13 Jul 2016

A Leader in the Chalet School (by Elinor M Brent-Dyer)

A Leader in the Chalet School by Elinor M Brent-Dyer
(Amazon UK link)
In my gradual re-reading of the entire Chalet School series by Elinor M Brent-Dyer, I feel as if I’m on the last stretch now. I’ve just finished the 45th (according to the hardback numbering) out of the original 58. That means they’re less familiar to me. As a child I re-read the first twenty or so, which were at my grandparents’ house, most summers. I then took the later ones out of my secondary school library, one or two at a time, in my teens. My mother then started collecting them, and I dipped into some of them now and again… eventually acquiring the entire set from her.

A Leader in the Chalet School follows directly after Ruey Richardson - Chaletian which I read a few months ago. My edition of this is the Armada paperback, but according to experts, although there are frequent cuts in the text, they are all minor. So there are no vast missing sections, and thus no real reason to look for a hardback or a ‘Girls Gone By’ edition.

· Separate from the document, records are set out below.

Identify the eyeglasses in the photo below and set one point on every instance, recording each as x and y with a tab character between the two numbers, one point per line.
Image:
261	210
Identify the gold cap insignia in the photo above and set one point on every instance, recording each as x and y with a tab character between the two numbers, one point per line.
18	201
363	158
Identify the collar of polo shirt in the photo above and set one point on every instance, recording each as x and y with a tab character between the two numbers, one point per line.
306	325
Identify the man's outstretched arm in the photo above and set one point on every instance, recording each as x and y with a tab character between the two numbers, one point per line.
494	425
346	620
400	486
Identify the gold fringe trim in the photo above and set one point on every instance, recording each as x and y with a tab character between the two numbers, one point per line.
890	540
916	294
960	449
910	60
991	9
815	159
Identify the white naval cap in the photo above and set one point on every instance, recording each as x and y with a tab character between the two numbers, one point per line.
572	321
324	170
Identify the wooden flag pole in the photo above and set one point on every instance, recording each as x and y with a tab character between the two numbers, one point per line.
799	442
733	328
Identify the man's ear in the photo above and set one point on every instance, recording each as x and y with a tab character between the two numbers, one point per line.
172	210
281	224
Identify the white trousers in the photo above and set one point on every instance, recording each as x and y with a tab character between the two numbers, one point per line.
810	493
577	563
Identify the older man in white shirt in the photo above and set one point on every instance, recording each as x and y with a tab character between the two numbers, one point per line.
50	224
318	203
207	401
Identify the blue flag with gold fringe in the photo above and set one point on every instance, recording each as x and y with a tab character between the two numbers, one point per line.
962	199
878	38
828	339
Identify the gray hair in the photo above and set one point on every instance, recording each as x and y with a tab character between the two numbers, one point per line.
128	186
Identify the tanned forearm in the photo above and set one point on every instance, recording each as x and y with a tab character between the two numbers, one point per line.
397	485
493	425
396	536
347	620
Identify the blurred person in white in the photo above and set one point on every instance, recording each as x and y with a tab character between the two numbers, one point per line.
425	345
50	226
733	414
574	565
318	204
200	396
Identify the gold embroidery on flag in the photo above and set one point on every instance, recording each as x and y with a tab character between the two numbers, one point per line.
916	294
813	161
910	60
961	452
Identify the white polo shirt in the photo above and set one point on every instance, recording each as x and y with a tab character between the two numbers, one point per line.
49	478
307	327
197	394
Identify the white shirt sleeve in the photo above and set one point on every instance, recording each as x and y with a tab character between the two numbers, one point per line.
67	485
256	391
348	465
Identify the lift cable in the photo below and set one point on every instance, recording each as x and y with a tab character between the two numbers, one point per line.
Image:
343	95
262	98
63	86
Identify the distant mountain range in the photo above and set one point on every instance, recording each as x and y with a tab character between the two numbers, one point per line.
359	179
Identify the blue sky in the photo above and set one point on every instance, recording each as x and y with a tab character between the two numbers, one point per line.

Jack Lambert is the new girl in this book; niece of Gay Lambert, of ‘Gay from China…’, and a tomboy who hates her full name of Jacynth, Jack has longed to come to the Chalet School for some years, but when finally there, aged 11, she finds herself rather hemmed in by rules and regulations. She’s a likeable, scrupulously honest girl but full of curiosity and mischief.

Len Maynard, oldest of Joey’s long family by a few minutes, takes Jack under her wing. We’re told rather too often in this book that Len is taking on the mantle of both her mother and Mary-Lou, something that can easily be seen, but Len does it in her own style and her character emerges quite nicely in this book. She’s quite mature for fifteen, taking on responsibility naturally, and accepting Jack’s questions with - for the most part - fortitude and humour.

The book follows the usual classroom anecdotes and entertainments, enlivened by Jack’s determination to play tricks on her classmates and even the staff, although she eventually learns that this kind of thing is not encouraged at the Chalet School. Jack is a good character and is quickly adopted as a friend by some of her classmates, much to the consternation of another girl who decides she doesn’t like Jack at all…

It’s a quick read, more so because of being the paperback, and I liked it rather more than some of the recent ones I’ve read. In a couple of places I almost laughed aloud at some of the things that happened, or the way somebody spoke. I was mildly frustrated by an odd continuity error: Len’s triplet Margot, in an early chapter, is said to be singing the part of the Fairy Queen in the St Mildred’s pantomime; but when the pantomime is performed (happily without a blow-by-blow account) and then discussed by the triplets afterwards, there is no mention of Margot’s having been in it.

But overall, I enjoyed it very much. It must be twenty years or more since I last read it, and I had entirely forgotten the storyline.

Not currently in print but sometimes available second-hand.